Brett is curious about emerging aerospace technologies, alternative launch concepts, military space developments and uncrewed aircraft systems. Brett's work has appeared on Scientific American, The War Zone, Popular Science, the History Channel, Science Discovery and more. Brett has English degrees from Clemson University and the University of North Carolina at Charlotte. In his free time, Brett enjoys skywatching throughout the dark skies of the Appalachian mountains.

  • danR
    Interesting.
    Back in the 60's, as a teen, I envisioned a sort of MHD hypersonic propulsion system. A high-energy linear accelerator would partly ionize the air in front of the nose of an aircraft. Rings of coils energized sequentially down the fuselage would accelerate the ionized gas front to back*. I don't know if the idea was original.
    The electric power requirements seemed prohibitive.

    But in this passive system, the regenerative factor provides its own ingenious 'power-plant'.
    ____
    * For brevity I've left out some details.
    Reply
  • motie
    Can somebody expllain why there is a potential difference between the + and - electrodes? It seems to me that the ionized atmosphere would have the same potential everywhere.
    Reply
  • Unclear Engineer
    motie said:
    Can somebody expllain why there is a potential difference between the + and - electrodes? It seems to me that the ionized atmosphere would have the same potential everywhere.
    I'm not familiar with this, so I am not clear about how the magnetohydrodynamics is configured. I suspect the developers are not eager to explain it well enough for others to duplicate - e.g., in Russia or China.

    That said, I would expect the magnetic field extending outside the vehicle surface to cause the ionized gases flowing through it (as they pass along the vehicle surface) to separate the + and - charged ions in the flow to some degree, because the different charges will try to curve in opposite directions in the magnetic field. The plasma stream would then be changed from neutral to 2 flowing currents passing over adjacent areas of the vehicle surface. Those currents can then be used to induce currents in nearby conductors inside the vehicle, just like in any typical transformer.

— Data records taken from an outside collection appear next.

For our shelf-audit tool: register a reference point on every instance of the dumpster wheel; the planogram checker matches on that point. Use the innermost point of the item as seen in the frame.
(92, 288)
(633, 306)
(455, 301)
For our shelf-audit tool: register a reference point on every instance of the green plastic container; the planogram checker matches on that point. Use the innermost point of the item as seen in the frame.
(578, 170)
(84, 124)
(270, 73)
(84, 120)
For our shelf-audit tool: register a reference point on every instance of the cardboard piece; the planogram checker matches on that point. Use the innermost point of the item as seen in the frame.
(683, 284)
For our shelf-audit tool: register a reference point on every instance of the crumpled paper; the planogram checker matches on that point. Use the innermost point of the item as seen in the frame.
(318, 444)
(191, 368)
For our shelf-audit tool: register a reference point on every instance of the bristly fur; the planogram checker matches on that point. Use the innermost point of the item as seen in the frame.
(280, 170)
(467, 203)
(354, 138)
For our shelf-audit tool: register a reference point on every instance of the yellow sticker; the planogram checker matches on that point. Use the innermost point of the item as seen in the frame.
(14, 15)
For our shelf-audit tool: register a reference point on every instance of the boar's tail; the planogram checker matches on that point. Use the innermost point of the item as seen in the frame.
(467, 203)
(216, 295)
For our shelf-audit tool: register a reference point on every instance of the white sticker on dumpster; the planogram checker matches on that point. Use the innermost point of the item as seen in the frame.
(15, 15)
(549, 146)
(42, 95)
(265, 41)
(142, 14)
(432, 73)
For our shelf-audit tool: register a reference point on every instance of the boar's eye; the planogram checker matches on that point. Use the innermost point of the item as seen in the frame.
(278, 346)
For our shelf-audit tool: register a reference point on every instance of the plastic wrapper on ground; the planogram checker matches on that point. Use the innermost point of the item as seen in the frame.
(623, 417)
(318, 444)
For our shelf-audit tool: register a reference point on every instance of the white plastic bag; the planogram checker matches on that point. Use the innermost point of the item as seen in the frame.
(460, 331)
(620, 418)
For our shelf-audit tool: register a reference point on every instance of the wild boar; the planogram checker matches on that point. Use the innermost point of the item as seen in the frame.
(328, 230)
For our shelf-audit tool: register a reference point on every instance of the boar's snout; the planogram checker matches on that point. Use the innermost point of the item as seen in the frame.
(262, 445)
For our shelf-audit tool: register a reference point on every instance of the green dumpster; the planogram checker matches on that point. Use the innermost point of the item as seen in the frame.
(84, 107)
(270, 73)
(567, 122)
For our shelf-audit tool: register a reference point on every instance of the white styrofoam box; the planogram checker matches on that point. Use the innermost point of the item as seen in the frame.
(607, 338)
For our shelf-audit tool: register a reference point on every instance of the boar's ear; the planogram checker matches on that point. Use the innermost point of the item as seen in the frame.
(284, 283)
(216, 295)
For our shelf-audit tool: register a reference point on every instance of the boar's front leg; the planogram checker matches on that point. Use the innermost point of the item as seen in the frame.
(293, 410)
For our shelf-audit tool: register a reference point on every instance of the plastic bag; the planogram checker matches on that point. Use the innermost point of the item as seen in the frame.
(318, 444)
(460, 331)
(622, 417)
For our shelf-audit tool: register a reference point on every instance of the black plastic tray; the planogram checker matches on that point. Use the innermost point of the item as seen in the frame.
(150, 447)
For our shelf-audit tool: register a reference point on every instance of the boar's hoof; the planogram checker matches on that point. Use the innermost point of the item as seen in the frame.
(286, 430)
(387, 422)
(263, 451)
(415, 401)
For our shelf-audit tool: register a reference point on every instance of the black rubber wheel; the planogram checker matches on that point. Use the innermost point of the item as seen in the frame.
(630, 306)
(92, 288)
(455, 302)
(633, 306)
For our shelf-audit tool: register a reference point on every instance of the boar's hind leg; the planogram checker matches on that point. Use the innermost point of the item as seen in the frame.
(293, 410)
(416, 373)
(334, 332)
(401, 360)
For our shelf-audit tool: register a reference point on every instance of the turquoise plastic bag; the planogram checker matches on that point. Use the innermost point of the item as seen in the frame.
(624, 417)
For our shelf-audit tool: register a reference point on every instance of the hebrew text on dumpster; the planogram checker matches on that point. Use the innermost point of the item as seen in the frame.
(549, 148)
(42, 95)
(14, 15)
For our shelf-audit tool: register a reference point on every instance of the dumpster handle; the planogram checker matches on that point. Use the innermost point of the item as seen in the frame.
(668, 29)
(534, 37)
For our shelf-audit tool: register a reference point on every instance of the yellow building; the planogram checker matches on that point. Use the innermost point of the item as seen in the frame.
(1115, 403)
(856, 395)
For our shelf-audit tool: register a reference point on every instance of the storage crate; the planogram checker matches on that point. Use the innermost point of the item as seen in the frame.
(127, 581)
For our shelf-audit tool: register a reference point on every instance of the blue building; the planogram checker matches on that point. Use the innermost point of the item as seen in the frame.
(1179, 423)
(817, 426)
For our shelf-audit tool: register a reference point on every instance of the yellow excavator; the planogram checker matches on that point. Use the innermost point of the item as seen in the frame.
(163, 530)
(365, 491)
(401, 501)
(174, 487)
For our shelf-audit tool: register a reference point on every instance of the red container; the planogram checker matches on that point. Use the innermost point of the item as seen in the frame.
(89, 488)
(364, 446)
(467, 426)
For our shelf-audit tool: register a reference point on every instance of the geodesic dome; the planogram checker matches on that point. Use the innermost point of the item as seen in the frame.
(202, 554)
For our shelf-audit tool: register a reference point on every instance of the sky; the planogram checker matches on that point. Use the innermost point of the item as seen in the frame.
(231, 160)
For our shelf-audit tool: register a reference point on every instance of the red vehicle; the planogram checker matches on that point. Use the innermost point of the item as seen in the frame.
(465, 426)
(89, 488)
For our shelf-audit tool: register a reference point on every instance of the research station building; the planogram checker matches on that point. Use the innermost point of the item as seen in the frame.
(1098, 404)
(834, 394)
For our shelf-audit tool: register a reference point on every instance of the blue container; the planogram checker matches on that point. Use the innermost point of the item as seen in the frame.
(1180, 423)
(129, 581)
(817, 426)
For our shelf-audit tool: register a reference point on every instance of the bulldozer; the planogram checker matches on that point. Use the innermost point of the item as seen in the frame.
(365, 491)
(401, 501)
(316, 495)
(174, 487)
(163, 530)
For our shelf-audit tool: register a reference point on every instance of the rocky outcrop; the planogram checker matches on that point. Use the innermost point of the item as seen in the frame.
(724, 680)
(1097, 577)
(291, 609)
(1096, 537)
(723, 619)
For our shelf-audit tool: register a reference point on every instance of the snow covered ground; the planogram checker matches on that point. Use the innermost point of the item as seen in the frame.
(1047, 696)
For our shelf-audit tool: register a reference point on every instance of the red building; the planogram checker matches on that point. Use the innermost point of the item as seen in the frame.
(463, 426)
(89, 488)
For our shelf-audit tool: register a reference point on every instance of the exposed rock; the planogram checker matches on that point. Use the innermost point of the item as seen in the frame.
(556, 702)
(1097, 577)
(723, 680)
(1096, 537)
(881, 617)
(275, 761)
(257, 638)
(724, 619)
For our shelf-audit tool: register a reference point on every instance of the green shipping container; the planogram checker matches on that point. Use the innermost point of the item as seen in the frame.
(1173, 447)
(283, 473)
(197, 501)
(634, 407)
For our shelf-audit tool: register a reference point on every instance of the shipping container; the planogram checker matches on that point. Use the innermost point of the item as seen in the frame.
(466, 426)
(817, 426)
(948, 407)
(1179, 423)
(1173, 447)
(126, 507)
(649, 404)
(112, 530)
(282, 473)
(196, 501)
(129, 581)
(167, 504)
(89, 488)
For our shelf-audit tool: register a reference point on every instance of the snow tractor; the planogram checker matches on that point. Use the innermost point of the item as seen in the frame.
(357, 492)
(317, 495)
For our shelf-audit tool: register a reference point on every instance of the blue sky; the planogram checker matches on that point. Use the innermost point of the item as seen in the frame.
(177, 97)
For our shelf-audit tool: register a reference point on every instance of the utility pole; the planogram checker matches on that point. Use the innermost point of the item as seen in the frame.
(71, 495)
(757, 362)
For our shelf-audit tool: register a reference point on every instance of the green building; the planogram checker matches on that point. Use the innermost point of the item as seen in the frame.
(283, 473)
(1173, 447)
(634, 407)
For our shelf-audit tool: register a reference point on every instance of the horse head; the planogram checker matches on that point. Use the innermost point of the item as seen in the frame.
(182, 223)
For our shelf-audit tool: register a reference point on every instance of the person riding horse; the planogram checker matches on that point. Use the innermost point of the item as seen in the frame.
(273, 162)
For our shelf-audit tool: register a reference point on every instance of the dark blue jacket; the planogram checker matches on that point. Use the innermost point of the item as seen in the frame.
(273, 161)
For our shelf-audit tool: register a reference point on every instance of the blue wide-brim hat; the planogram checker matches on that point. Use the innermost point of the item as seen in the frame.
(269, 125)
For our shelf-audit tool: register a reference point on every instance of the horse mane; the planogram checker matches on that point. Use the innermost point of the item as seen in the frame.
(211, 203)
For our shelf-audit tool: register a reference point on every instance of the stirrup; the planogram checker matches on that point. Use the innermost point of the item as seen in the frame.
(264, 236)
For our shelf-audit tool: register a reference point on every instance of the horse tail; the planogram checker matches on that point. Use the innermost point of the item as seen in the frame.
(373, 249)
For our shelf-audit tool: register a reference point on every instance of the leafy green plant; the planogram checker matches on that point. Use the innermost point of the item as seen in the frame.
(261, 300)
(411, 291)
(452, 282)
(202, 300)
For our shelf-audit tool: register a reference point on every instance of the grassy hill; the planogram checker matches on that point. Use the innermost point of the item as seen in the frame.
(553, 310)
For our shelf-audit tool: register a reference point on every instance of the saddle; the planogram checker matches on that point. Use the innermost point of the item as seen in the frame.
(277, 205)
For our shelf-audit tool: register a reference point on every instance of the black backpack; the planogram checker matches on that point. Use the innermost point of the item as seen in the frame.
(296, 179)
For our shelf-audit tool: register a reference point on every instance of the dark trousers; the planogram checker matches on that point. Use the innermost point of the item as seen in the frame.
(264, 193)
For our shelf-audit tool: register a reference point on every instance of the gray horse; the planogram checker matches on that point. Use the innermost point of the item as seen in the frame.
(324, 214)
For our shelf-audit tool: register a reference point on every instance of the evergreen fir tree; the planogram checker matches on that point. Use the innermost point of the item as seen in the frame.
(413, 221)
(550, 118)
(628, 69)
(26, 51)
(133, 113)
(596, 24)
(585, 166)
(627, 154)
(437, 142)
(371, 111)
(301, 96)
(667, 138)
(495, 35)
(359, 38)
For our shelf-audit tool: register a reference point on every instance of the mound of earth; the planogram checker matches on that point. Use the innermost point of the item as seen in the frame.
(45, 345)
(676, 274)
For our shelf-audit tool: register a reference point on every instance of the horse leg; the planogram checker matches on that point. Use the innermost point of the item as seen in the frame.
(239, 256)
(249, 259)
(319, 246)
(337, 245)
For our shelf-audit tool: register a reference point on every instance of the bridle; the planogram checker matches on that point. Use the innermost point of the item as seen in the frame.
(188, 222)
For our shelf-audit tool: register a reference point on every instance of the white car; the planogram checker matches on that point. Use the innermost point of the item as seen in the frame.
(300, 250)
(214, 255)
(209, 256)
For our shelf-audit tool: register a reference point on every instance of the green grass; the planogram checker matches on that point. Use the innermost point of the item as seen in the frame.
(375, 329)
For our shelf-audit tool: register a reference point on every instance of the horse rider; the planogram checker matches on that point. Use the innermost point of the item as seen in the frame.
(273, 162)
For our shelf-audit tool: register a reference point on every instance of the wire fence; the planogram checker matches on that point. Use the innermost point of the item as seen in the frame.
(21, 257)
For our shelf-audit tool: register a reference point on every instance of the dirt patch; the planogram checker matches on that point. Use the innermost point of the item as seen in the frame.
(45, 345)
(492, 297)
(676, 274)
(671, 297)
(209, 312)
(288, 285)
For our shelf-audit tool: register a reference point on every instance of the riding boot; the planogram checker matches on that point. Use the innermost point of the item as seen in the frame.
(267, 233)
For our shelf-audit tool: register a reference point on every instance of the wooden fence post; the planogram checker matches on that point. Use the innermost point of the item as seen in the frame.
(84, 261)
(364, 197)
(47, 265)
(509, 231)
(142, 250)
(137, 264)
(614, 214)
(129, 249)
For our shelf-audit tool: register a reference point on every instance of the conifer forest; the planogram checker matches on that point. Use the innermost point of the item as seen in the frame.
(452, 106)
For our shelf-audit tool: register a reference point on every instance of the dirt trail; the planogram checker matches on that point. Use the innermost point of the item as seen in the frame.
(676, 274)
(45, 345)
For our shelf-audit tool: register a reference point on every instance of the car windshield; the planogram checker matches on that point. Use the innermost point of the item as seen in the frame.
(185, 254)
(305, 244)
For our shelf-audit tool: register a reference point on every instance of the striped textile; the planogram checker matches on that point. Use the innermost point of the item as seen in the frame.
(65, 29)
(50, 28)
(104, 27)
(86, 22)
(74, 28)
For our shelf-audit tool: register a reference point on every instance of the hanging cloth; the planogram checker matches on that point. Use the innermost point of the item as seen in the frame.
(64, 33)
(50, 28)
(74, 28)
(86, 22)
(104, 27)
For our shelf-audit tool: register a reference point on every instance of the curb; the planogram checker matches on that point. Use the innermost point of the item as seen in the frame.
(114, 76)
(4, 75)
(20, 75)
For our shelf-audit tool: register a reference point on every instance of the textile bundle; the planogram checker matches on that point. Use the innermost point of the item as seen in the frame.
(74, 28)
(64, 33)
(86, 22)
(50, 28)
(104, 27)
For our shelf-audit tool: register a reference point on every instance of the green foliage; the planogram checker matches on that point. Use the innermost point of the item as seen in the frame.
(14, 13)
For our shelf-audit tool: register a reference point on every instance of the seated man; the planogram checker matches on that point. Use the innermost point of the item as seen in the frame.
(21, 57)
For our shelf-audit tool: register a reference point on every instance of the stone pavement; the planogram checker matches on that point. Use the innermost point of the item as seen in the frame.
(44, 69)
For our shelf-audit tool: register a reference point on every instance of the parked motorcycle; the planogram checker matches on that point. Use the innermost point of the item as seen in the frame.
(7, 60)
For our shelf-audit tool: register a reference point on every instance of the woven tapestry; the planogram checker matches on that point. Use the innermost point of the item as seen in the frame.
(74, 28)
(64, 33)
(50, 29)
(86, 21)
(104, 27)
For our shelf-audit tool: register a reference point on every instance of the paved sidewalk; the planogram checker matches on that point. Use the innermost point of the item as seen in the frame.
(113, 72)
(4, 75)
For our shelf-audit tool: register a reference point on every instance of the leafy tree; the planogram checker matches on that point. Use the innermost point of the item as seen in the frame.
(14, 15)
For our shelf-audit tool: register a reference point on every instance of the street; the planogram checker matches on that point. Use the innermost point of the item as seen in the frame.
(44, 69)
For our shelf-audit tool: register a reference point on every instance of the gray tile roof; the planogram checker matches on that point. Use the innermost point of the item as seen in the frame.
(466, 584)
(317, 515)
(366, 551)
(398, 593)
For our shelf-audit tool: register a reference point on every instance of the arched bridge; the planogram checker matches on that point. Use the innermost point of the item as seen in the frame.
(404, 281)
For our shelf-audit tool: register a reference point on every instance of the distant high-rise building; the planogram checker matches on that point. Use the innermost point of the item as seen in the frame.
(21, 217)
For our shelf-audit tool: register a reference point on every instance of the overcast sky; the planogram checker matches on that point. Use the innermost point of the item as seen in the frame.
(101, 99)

    How that all gets put together in a design that does something useful seems to be the development project that has been going on for more than half of the last century. So, it is probably not simple.
    Reply
  • MasterOgon
    Interesting. The study of vibration and rotation is also mentioned here. Now I think I know why I was banned twice on the NASA forum for my research on vibration flight, which I also posted here. Despite the fact that you can even publish inertial propulsive nonsense there. After all, they could, as always, call it a mistake and close the topic instead of deleting it and banning me.